Il Monza ’76-’77 – a mio avviso – tocca vertici spettacolari mai più raggiunti. Mi scuso umilmente per la ripetizione ma mi è capitato solo quella volta di sentire l’allenatore di una squadra avversaria (Tribuiani, mister della Sambenedettese appena battuta 4-0 al Sada) dichiarare testualmente “Perché questo Monza non vada in A dovrebbe cadere il mondo”. Eppure … Eppure venne la maledetta Modena ‘77, il mondo restò in piedi e non si commosse per il pianto di un ragazzino disilluso. La competenza, la bravura, la passione di Alfredo si esaltarono nelle stagioni successive quando, secondo logica calcistica dei cicli che si esauriscono, cambiarono uomini e giocatori: il mister ci si metteva di buzzo buono sin dal ritiro, lavorava, verificava, studiava, provava e riprovava e riusciva – sempre – a trovare il bandolo della matassa. O la quadratura del cerchio, fate vobis. Per altri tre campionati di Serie B il Monza di Magni recitò ruoli di primissimo piano, di protagonista assoluto, di garanzia di qualità. Non è mia intenzione, né mi interessa qui entrare in quei discorsi (ai quali – detto comunque per inciso – non ho mai creduto) sulla ‘mancata volontà di salire’, preferisco – come sempre – chiudermi in me stesso e ricordare con malinconica e struggente nostalgia le mie lacrime dopo la maledetta Pistoia ’78 e la stramaledetta Bologna ’79. Noi non andremo mai in Serie A, lo sapeva anche il grande Renato Pozzetto.

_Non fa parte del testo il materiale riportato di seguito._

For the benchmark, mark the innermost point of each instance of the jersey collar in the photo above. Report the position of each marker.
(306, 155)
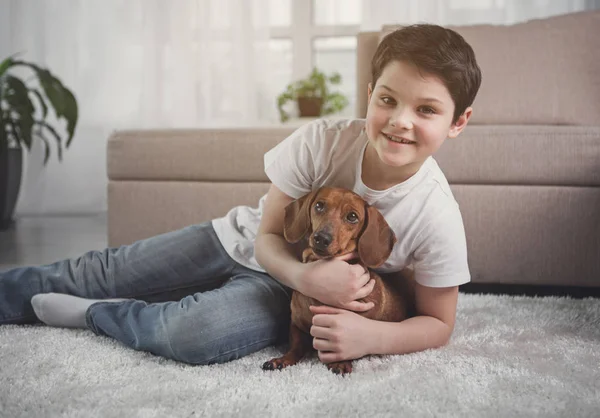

Le strade di Magni e del Monza si rincrociarono qualche anno dopo. Dicembre 1983 i fasti delle stagioni belle erano ormai lontani, si lottava per la salvezza ed il tecnico dei tempi d’oro subentrò a Mazzetti. La missione non era delle più semplici ma il grande lavoro tecnico, tattico e psicologico di Alfredo accompagnò la fragile navicella biancorossa in porto proteggendola con sicurezza dalle burrasche. E l’anno successivo arrivò un nono posto, parte sinistra della classifica, cioè un’altra impresa griffata dal biondo di Missaglia. La storia si interruppe bruscamente ad inizio 1986, nel contesto di un calcio che stava inesorabilmente cambiando.
Non bisogna sprecare la nostra vita a rimpiangere le gioie del passato, ma essere riconoscenti per averle vissute. Solo, semplicemente, per sempre, con il cuore: Thank you, mister Alfredo Magni ! Artefice del Monza più bello che un ragazzino diventato uomo conserverà per sempre tra i suoi ricordi più intensi.